None of this changes the fact that GKN’s initial turnaround plan will be seriously delayed. The aerospace division, which supplies Airbus, Boeing, Rolls-Royce and defense contractors, is expected to see sales fall by at least a quarter over the year as a whole and the rate of recovery is uncertain. The automotive division, big in powertrains, is expected to recover faster but, again, expectations will need to be reset.
Melrose expects a ‘small adjusted operating profit’ this year, quite down from the £ 1bn and more that the city was expecting before Covid. In this climate, however, the job is to spin the wheels; Melrose clearly achieves this.
New FCA boss can make his mark by sidestepping City’s diversity talk
Nikhil Rathi, the new CEO of the Financial Conduct Authority, wants the boards of companies in the city – banks, insurers, fund managers, etc. – are more diverse, which means that more women and candidates from ethnic minorities should be appointed to positions of responsibility.
The surprise, however, is how Rathi thinks this excellent goal could be pursued.
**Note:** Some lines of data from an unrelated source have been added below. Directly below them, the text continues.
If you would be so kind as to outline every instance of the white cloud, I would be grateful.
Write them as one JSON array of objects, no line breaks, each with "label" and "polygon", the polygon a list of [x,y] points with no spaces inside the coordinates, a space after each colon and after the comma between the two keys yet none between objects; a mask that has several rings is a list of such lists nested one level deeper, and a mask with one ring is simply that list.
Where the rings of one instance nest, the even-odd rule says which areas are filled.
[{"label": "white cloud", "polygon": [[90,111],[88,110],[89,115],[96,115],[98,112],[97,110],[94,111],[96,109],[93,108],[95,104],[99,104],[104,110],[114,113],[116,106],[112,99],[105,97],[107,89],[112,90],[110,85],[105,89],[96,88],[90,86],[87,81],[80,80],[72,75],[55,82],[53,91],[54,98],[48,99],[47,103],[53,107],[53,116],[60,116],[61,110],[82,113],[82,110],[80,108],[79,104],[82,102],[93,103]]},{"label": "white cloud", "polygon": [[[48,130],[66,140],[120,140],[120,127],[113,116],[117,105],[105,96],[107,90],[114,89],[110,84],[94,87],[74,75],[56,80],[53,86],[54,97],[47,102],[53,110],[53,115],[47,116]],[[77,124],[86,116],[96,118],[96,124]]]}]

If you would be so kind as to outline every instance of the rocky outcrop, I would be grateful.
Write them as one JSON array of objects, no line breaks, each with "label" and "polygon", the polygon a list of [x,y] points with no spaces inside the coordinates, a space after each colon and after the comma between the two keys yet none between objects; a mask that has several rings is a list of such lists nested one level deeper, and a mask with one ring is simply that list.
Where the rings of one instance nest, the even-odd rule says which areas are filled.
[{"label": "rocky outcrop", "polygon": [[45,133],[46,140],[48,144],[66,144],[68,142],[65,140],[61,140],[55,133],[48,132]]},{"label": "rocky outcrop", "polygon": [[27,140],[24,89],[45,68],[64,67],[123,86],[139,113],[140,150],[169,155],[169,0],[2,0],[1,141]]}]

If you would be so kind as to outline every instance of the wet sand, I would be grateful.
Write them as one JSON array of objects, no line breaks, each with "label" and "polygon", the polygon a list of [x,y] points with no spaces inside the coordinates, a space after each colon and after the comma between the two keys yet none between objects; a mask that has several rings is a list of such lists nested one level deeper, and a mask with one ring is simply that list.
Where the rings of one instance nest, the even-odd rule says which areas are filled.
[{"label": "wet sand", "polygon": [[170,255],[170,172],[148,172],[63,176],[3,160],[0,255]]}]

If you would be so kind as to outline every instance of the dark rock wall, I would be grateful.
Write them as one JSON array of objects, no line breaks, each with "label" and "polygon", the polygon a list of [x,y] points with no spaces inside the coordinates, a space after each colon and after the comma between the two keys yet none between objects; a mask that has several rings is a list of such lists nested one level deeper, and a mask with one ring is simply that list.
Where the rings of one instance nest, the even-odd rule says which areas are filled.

If progress does not happen, he told MPs, “at some point it becomes a matter of oversight.” In other words, the financial regulator could use its power to block appointments.
Rathi was probably issuing the slight threat in the hope that she wouldn’t have to be executed. But if he wants to make his mark, he should go. The City is paying lip service to diversity, but appointments decisions are notoriously slow.